Facebook and Twitter were all the rage in 2009, and not just for social networkers. The sites were also extremely popular among hackers and thieves, IT security firm Sophos revealed Monday in its Security Threat 2010 report.
The firm's survey found that spamming on social networks has skyrocketed more than 70 percent. Fifty-seven percent of social-networking users said they had been spammed via a social-networking site.
In addition, 36 percent of respondents said they had received malware from such sites, a spike of almost 70 percent.
Where the Money Is
"Computer users are spending more time on social networks, sharing sensitive and valuable personal information, and hackers have sniffed out where the money is to be made," said Graham Cluley, senior technology consultant for Sophos. "The dramatic rise in attacks in the last year tells us that social networks and their millions of users have to do more to protect themselves from organized cybercrime or risk falling prey to identity-theft schemes, scams and malware attacks."
As the biggest social network, Facebook is also the "most feared" network, Sophos said. Sixty percent of respondents said Facebook is the biggest security risk, with MySpace a distant second at 18 percent.
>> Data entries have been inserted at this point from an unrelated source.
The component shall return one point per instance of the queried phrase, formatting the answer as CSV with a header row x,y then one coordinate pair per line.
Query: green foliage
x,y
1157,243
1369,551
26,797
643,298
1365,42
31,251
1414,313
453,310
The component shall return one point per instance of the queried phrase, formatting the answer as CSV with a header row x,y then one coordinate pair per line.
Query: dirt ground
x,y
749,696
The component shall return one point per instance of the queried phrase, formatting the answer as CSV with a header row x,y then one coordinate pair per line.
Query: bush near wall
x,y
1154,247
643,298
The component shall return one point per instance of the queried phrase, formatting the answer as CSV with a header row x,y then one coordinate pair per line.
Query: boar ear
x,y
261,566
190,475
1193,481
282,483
This has little to do with the relative security measures of the sites and everything to do with size, Cluley said.
"We shouldn't forget that Facebook is by far the largest social network -- and you'll find more bad apples in the biggest orchard," explained Cluley. "The truth is that the security team at Facebook works hard to counter threats on their site -- it's just that policing 350 million users can't be an easy job for anyone."
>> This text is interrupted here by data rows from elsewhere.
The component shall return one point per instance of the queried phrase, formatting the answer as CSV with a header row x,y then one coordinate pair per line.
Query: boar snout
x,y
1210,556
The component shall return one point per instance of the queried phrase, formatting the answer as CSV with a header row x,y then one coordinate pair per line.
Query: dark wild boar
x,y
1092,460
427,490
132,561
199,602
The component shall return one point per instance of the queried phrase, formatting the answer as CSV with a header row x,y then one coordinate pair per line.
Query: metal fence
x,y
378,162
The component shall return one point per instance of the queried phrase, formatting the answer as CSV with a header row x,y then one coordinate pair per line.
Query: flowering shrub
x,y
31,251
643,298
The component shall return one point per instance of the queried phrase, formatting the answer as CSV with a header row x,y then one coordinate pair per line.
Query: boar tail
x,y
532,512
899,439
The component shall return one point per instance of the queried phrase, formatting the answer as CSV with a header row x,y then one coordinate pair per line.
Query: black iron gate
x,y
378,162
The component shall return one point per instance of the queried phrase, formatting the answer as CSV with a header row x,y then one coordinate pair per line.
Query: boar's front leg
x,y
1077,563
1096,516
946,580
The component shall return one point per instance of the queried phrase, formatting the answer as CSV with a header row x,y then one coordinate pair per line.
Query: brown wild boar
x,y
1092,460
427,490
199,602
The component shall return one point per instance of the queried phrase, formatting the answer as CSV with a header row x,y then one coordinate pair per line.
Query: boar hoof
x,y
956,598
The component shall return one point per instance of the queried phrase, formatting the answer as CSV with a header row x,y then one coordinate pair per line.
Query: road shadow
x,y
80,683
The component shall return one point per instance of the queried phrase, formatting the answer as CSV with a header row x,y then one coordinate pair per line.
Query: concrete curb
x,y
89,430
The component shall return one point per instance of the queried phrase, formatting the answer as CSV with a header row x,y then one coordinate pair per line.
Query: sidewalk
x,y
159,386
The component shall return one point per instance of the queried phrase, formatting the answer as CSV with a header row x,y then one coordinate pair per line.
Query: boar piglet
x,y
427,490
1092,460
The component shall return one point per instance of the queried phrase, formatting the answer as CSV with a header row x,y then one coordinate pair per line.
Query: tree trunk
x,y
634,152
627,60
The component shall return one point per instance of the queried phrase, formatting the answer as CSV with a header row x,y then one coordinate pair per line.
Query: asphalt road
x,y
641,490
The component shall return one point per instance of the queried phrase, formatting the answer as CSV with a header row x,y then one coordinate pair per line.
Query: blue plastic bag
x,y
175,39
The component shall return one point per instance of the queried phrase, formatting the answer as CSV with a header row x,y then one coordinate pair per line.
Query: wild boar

Cluley did call for Facebook to make some changes, however. "There is no doubt that simple changes could make Facebook users safer. For instance, when Facebook rolled out its new recommended privacy settings late last year, it was a backward step, encouraging many users to share their information with everybody on the Internet."
These days, businesses cannot turn their backs on social networking, regardless of the risks, says Andrew Storms, director of security operations for nCircle. "A company cannot turn a blind eye to social-networking anymore," he said. "Companies that utilize social-networking sites or allow employees to do so personally need to both accept and combat the risk."
When it comes to social-networking sites, "the best word of advice right now
for IT security teams is to embrace and educate," Storms said. "Simply put: Forego the yearly security education material on password strength and instead focus on real-life situations as applicable to social-networking and social-engineering attacks."
The existence of social networks makes "social engineering" -- the tactic of getting targets to open malware -- even more powerful. "These are the same types of attacks we've all known for some time, but now with a new dynamic," Storms said. "Simply because a message appears to come from a friend doesn't mean the recipient shouldn't question its validity. Think twice, ask questions, and don't be so quick to click."